Penguins director of player development Mark Recchi watched Zach Aston-Reese a lot during his senior year at Northeastern in 2016-17, where he put together a terrific season.
The numbers certainly stand out - Aston-Reese led the NCAA with 31 goals and tied for first with 63 points in 38 games - but what stood out the most to Pens management was just how good of a fit he would be in the Pens organization.
So Recchi helped convince Aston-Reese, a highly coveted undrafted free agent, to sign with Pittsburgh back in March. He knows what Aston-Reese is all about, and Recchi said he's looking forward to everyone else getting a chance to see the 22-year-old forward up close this week at Pens development camp.
"I'm excited for you guys to see Zach Aston-Reese," Recchi said Wednesday. "It's good for him to come here and be around."
Aston-Reese played 10 regular-season games with Wilkes-Barre/Scranton of the American Hockey League before suffering an injury that forced him to miss the entire playoffs.
"It was fun," Aston-Reese said of his experience. "The whole team down there was great and there were two really good leaders, Kevin Porter and Tom Kostopoulos. I was fortunate enough to play with them and they gave me a lot of good advice."
Aston-Reese's scoring touch translated in those 10 games, as he recorded three goals and eight points. His biggest takeaway was that the closer you get to the NHL, the harder it gets and the more work you have to put in.

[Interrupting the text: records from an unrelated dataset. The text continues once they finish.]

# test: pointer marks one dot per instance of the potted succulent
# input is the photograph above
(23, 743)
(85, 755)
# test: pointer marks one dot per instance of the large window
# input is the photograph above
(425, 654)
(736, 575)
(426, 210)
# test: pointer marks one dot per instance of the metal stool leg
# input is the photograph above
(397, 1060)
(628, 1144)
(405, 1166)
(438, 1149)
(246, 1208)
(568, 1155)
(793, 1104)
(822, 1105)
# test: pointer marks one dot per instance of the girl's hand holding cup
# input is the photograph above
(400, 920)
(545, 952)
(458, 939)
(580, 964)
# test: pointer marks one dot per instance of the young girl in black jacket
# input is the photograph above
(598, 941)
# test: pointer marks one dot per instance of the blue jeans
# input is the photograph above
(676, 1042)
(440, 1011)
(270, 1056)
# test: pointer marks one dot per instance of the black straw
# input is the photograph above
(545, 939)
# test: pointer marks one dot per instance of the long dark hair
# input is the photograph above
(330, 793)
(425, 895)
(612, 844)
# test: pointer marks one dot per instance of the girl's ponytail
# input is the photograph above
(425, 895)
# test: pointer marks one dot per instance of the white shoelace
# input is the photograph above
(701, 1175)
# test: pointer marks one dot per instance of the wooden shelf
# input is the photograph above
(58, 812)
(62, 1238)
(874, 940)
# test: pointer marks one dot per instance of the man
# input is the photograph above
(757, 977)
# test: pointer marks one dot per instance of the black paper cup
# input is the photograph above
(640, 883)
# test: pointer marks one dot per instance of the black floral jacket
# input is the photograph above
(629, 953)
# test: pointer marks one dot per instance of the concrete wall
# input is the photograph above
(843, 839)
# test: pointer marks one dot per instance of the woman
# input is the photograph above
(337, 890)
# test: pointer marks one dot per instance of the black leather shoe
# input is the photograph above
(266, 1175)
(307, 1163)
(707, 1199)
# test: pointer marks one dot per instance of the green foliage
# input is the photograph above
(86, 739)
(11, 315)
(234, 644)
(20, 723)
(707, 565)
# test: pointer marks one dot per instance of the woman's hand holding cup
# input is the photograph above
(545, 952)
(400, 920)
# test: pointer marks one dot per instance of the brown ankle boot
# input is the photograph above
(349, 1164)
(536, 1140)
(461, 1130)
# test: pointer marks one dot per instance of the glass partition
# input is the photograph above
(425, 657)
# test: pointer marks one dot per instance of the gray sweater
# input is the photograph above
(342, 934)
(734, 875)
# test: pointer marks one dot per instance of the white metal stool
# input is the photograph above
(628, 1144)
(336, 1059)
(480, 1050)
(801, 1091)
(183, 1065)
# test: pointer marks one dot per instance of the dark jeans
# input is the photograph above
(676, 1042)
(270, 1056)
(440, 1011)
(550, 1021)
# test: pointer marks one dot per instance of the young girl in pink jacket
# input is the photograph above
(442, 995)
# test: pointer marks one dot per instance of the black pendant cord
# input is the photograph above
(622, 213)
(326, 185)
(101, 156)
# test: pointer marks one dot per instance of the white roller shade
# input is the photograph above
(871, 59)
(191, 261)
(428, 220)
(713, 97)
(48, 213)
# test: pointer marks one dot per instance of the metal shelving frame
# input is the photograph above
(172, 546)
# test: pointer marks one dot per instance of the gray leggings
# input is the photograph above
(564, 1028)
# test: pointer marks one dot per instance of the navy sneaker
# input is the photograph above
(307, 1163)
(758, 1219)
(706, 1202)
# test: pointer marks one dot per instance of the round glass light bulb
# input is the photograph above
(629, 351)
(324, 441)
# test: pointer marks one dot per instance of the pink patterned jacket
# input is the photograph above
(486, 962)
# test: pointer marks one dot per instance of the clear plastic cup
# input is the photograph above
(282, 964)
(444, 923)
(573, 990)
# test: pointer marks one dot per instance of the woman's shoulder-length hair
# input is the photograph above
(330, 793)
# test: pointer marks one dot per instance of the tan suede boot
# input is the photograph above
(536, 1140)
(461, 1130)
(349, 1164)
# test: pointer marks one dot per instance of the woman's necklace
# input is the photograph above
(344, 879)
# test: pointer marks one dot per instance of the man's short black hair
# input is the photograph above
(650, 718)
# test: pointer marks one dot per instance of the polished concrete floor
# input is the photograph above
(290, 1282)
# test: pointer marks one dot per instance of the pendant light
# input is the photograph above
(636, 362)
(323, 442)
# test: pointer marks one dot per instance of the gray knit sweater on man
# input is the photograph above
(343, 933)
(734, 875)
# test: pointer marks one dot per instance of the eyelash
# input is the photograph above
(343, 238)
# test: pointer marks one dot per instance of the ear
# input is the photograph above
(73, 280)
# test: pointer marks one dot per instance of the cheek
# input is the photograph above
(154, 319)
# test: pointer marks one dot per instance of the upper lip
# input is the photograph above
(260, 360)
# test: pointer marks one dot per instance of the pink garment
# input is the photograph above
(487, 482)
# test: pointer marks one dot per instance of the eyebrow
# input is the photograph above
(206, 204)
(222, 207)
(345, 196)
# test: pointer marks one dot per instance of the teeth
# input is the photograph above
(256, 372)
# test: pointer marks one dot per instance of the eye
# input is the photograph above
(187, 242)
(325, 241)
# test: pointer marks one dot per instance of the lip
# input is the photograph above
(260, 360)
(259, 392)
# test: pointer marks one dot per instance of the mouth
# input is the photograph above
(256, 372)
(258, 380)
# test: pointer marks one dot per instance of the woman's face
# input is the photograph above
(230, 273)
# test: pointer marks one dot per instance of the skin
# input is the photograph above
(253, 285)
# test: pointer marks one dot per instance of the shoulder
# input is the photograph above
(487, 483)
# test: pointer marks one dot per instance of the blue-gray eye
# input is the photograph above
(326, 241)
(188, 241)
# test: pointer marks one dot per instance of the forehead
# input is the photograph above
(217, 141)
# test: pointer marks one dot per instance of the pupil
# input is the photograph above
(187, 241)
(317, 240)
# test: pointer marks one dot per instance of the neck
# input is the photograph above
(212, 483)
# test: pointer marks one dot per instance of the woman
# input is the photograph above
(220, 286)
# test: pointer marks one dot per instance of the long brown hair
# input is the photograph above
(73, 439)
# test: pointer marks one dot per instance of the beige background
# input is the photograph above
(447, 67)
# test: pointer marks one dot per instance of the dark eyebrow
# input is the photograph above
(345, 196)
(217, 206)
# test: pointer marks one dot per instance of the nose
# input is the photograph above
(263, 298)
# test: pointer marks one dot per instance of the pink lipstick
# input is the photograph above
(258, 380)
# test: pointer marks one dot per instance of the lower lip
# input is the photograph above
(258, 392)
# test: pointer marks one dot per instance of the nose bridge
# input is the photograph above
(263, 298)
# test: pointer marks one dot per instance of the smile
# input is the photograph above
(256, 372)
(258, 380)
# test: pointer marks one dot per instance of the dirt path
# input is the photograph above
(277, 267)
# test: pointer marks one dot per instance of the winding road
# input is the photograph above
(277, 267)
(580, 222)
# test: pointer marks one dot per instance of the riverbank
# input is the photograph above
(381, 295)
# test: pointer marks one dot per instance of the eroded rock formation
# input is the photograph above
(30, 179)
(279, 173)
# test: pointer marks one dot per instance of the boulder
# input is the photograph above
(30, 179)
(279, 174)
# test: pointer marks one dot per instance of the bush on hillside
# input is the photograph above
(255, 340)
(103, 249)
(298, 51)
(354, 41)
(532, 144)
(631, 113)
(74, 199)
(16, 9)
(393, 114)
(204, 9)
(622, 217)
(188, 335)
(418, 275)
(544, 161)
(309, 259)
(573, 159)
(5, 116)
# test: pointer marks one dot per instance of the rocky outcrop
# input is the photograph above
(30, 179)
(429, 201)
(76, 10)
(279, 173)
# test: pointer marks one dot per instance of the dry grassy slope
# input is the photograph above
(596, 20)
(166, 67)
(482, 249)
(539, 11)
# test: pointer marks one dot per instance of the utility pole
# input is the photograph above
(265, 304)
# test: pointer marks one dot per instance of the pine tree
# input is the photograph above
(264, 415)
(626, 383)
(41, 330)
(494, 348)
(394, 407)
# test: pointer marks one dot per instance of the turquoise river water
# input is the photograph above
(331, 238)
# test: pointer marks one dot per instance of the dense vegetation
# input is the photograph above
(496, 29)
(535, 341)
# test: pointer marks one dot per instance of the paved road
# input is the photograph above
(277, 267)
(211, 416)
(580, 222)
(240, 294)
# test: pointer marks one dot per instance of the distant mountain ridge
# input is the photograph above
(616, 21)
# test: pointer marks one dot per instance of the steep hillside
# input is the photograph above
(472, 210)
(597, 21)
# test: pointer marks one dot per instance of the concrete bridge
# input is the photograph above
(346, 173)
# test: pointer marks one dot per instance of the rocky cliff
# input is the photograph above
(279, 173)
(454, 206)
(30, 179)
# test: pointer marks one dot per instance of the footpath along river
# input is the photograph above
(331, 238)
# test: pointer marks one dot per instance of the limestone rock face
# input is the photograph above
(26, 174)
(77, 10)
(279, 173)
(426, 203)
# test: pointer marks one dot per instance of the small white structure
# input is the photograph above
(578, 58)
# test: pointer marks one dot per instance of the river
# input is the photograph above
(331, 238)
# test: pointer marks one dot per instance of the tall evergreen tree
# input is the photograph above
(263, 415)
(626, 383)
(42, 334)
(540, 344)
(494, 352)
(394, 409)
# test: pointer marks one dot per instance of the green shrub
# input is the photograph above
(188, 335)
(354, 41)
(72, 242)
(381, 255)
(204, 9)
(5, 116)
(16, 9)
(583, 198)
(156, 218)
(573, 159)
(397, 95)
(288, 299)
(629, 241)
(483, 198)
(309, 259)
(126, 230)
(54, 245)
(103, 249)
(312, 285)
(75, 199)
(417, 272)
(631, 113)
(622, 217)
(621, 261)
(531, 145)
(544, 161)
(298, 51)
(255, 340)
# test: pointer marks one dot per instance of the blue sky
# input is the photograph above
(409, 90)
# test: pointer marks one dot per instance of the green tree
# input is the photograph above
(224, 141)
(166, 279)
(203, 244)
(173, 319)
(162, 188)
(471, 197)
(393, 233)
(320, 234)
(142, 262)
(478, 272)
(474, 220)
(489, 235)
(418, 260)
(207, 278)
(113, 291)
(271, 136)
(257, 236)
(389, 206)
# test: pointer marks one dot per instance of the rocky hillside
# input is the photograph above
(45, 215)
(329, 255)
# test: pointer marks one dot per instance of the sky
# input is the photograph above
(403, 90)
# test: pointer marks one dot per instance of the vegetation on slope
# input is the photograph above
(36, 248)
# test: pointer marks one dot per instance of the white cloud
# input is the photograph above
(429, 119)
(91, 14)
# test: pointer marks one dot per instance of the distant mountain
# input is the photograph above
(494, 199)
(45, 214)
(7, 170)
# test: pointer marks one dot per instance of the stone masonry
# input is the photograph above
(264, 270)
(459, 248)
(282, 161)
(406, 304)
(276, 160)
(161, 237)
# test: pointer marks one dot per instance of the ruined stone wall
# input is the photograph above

"The biggest thing I noticed is that guys were a lot stronger," he said. "Guys are older and they've been doing this for years and the puck transition's a lot quicker at that level. It's not that it's much quicker, but everyone's better and everyone's making the right plays."
Moving forward, Aston-Reese wants to work on adding that quickness into his game.
"I think the biggest thing is just getting that quickness right off the block, those first three steps," he said. "You see guys get the puck on the wall in the Dzone and just being able to get up ice and keep up the pace, especially with the Penguins organization. That's one thing they key on, is playing with pace."
During his time at Northeastern, Aston-Reese worked on becoming a north-south player like Chris Kunitz.
"He was a college free agent, too, and kind of a goal scorer his last couple years in college," Aston-Reese said. "Just made a career for himself playing with good guys and being able to put the puck in the back of the net."
Kunitz is also known for being willing to go to the dirty areas, something Aston-Reese excels at. Guerin called Aston-Reese an 'honest, hard-playing player' who does his best in the ugly areas.
"That's kind of been what I've been developing the last couple of years at Northeastern, and I think that kind of showed with my production throughout my four years there," Aston-Reese said of his net-front presence.
Kunitz isn't the only Pens player on Aston-Reese's radar. He's also watched the progression of young former college players like Bryan Rust, Conor Sheary and Scott Wilson, saying their development over such a short period of time after turning pro is 'eye-opening.' But while he's impressed with how impactful they've been at the NHL level, Aston-Reese more focused on his own development and what he needs to do to get here.
"I haven't really heard too much yet as far as next year," Aston-Reese said. "I think I set my own goals, and that's for me to come in and just prove that I belong up here."